CREATE TEXT SEARCH DICTIONARY simple (
    template = simple,
    stopwords = english
);

No need to run this SQL for PostgreSQL already comes shipped with the simple dictionary, but I wish to show you how you could create it.

First, you will see that we have to define the template, thus telling PostgreSQL which set of functions to use. Next we feed it the data it is expecting, in case of simple it only expects a stop word list.

The reason for this separation is a safe guard one. Only a database user with super user privileges can write the actual template, because this template will contain functions that, if written incorrectly, could slow down or crash the database. You need someone who knows what they are doing and not your local script kiddy who has normal user access to your part of the database.
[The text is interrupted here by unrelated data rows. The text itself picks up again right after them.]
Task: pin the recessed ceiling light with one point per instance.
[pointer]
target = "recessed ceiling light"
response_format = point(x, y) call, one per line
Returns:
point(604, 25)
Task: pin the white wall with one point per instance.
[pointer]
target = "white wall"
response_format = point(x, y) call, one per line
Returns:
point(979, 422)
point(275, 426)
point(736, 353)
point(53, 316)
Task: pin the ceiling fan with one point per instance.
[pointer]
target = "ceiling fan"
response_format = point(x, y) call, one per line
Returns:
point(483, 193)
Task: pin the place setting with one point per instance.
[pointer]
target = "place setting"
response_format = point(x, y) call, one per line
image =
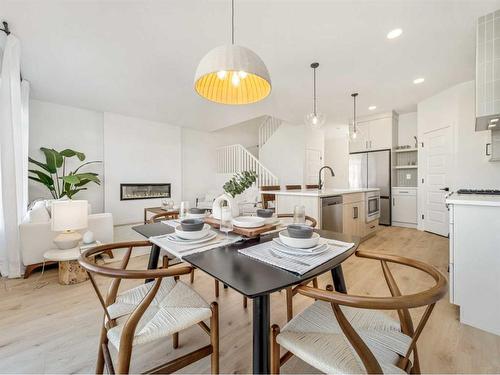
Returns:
point(297, 249)
point(192, 235)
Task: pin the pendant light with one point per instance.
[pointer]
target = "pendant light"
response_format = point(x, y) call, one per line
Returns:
point(315, 119)
point(354, 133)
point(232, 74)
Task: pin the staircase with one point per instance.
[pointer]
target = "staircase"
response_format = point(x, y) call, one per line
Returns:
point(267, 129)
point(236, 158)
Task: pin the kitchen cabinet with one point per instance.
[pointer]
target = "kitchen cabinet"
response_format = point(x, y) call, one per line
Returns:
point(378, 132)
point(354, 218)
point(474, 260)
point(404, 207)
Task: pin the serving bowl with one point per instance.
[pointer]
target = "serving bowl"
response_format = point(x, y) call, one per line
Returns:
point(192, 235)
point(265, 212)
point(249, 221)
point(299, 243)
point(192, 225)
point(300, 231)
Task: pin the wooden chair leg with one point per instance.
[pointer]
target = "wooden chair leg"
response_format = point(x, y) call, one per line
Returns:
point(99, 369)
point(216, 288)
point(289, 304)
point(175, 340)
point(416, 365)
point(315, 282)
point(214, 338)
point(275, 350)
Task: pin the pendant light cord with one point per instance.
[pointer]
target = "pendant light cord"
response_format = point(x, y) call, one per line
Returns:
point(232, 21)
point(314, 91)
point(354, 115)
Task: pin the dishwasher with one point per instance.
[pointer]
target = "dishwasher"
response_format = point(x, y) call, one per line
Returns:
point(331, 213)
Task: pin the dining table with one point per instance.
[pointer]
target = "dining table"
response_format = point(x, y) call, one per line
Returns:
point(252, 278)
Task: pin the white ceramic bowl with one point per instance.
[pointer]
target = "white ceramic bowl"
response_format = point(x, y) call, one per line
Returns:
point(249, 221)
point(196, 216)
point(300, 243)
point(192, 235)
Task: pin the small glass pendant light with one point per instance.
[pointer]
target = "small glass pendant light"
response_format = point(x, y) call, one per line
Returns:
point(315, 119)
point(354, 133)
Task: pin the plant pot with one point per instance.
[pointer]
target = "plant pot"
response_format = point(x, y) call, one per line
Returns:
point(231, 204)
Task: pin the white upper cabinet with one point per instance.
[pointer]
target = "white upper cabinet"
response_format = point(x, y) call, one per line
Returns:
point(378, 132)
point(360, 143)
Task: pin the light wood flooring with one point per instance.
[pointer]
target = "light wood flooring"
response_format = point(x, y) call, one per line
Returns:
point(54, 329)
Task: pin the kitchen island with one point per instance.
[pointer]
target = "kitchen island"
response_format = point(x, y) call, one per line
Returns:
point(474, 259)
point(339, 210)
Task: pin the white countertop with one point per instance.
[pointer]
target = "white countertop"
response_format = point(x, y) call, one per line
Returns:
point(474, 199)
point(318, 193)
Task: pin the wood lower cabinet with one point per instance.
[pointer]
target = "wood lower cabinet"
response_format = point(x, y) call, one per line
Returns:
point(354, 218)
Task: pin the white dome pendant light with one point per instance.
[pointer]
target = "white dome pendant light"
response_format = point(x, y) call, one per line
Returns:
point(232, 74)
point(315, 119)
point(354, 133)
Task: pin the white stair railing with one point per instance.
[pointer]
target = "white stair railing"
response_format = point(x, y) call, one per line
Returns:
point(236, 158)
point(267, 129)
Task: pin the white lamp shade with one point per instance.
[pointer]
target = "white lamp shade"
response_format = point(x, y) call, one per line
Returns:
point(232, 74)
point(69, 215)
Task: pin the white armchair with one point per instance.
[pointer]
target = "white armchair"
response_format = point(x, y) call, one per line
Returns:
point(37, 238)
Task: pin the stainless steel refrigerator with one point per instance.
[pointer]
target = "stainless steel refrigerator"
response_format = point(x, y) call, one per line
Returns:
point(373, 170)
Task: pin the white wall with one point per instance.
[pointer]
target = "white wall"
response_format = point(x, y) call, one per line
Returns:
point(337, 157)
point(470, 167)
point(284, 154)
point(60, 127)
point(407, 129)
point(140, 151)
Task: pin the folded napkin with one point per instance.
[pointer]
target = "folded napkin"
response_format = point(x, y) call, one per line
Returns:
point(180, 250)
point(269, 252)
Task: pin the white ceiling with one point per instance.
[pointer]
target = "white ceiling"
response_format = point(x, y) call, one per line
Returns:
point(139, 57)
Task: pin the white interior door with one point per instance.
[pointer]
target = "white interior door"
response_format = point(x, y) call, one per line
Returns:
point(437, 156)
point(314, 161)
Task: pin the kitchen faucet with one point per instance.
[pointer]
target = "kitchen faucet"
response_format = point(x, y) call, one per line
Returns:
point(320, 183)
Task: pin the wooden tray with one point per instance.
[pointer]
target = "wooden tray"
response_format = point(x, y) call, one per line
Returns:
point(248, 232)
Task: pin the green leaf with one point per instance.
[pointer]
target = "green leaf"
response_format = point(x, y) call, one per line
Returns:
point(44, 178)
point(54, 159)
point(68, 153)
point(40, 164)
point(84, 164)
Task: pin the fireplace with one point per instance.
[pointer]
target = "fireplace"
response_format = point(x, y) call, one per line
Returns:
point(144, 191)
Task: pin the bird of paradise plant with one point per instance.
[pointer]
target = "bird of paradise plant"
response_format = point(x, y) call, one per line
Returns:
point(52, 174)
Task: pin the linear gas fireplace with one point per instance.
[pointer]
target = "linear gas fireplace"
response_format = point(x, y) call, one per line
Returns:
point(144, 191)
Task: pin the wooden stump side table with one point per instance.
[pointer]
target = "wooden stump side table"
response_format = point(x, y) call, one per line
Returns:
point(70, 271)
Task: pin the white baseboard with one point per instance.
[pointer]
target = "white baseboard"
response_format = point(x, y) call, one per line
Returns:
point(404, 225)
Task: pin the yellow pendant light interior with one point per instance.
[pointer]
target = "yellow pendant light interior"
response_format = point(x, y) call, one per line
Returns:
point(232, 74)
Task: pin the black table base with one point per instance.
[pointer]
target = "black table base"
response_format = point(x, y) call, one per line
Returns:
point(261, 328)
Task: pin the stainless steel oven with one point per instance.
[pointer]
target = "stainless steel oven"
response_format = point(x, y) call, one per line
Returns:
point(372, 205)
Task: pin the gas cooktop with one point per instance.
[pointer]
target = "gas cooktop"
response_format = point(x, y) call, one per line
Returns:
point(479, 191)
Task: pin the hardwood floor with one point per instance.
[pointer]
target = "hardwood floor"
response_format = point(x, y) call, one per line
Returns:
point(55, 328)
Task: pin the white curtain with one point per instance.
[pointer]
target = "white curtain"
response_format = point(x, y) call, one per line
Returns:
point(14, 127)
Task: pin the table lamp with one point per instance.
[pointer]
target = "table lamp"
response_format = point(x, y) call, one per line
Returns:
point(68, 216)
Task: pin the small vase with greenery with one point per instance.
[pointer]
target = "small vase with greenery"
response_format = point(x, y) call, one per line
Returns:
point(239, 183)
point(53, 175)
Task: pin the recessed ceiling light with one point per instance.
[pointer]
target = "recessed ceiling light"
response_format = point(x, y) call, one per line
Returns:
point(393, 34)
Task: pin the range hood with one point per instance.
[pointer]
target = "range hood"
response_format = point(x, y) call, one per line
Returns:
point(488, 72)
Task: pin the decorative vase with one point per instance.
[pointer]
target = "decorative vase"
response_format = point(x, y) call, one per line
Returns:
point(232, 204)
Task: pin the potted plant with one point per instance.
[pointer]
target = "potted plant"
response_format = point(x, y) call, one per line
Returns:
point(232, 188)
point(53, 175)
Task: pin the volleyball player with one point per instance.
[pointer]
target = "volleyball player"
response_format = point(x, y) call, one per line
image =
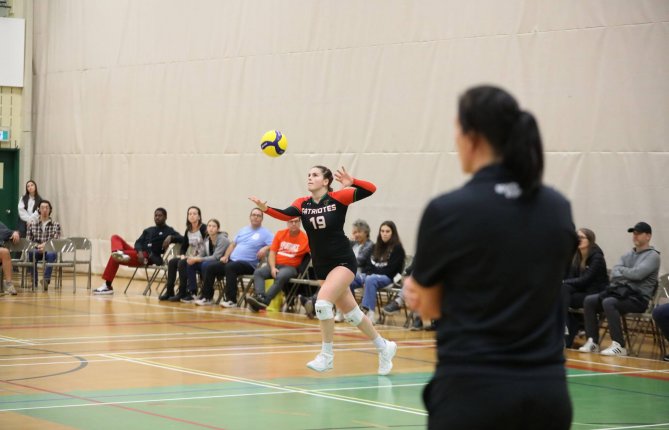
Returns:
point(490, 258)
point(323, 215)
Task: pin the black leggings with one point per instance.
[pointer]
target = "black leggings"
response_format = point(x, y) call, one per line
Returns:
point(497, 402)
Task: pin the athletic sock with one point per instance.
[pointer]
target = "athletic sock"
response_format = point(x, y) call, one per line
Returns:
point(379, 343)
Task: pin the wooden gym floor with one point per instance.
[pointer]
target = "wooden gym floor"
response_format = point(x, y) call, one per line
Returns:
point(127, 361)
Notice that we only give the stopwords attribute the word english instead of a full file path. This is because PostgreSQL has set a few standards in place for all dictionary types we will see in this chapter.

First, in case of a stop word list, the file must have the .stop extension.

Next, you can provide a full path to the file, anywhere on your system. However, if you do not provide a full path, PostgreSQL will search for it inside a directory called tsearch_data within PostgreSQL's portion of your system's user shared directory.

On a Debian system (using PostgreSQL 9.3) the path to this directory reads: "/usr/share/postgresql/9.3/tsearch_data".

A dictionary like the simple dictionary is one that is most of the time put at the beginning of a dictionary list to remove all the stop words before other dictionaries are being consulted. However, in all the cases where we see simple in the dictionary column of the token type list above, only this dictionary is used, meaning that only stop words are removed and all else is stripped of casing.

Creating the "simple" dictionary

Say that we wanted to setup our own simple dictionary based on the simple dictionary template, but feed it our own list of stop words. Before setting up this new dictionary, we would first have to write a stop word file.

Luckily for us, this is trivial. A stop word file is nothing more then a plain text file with one word on each line. Empty lines and trailing whitespace are ignored. We would then have to save this file with the .stop extension. Let us try just that.

Open up your editor and punch in the words "dolphin" and "the", both on their own line. Write the file out as "shisaa_stop.stop", preferably in PostgreSQL's shared directory.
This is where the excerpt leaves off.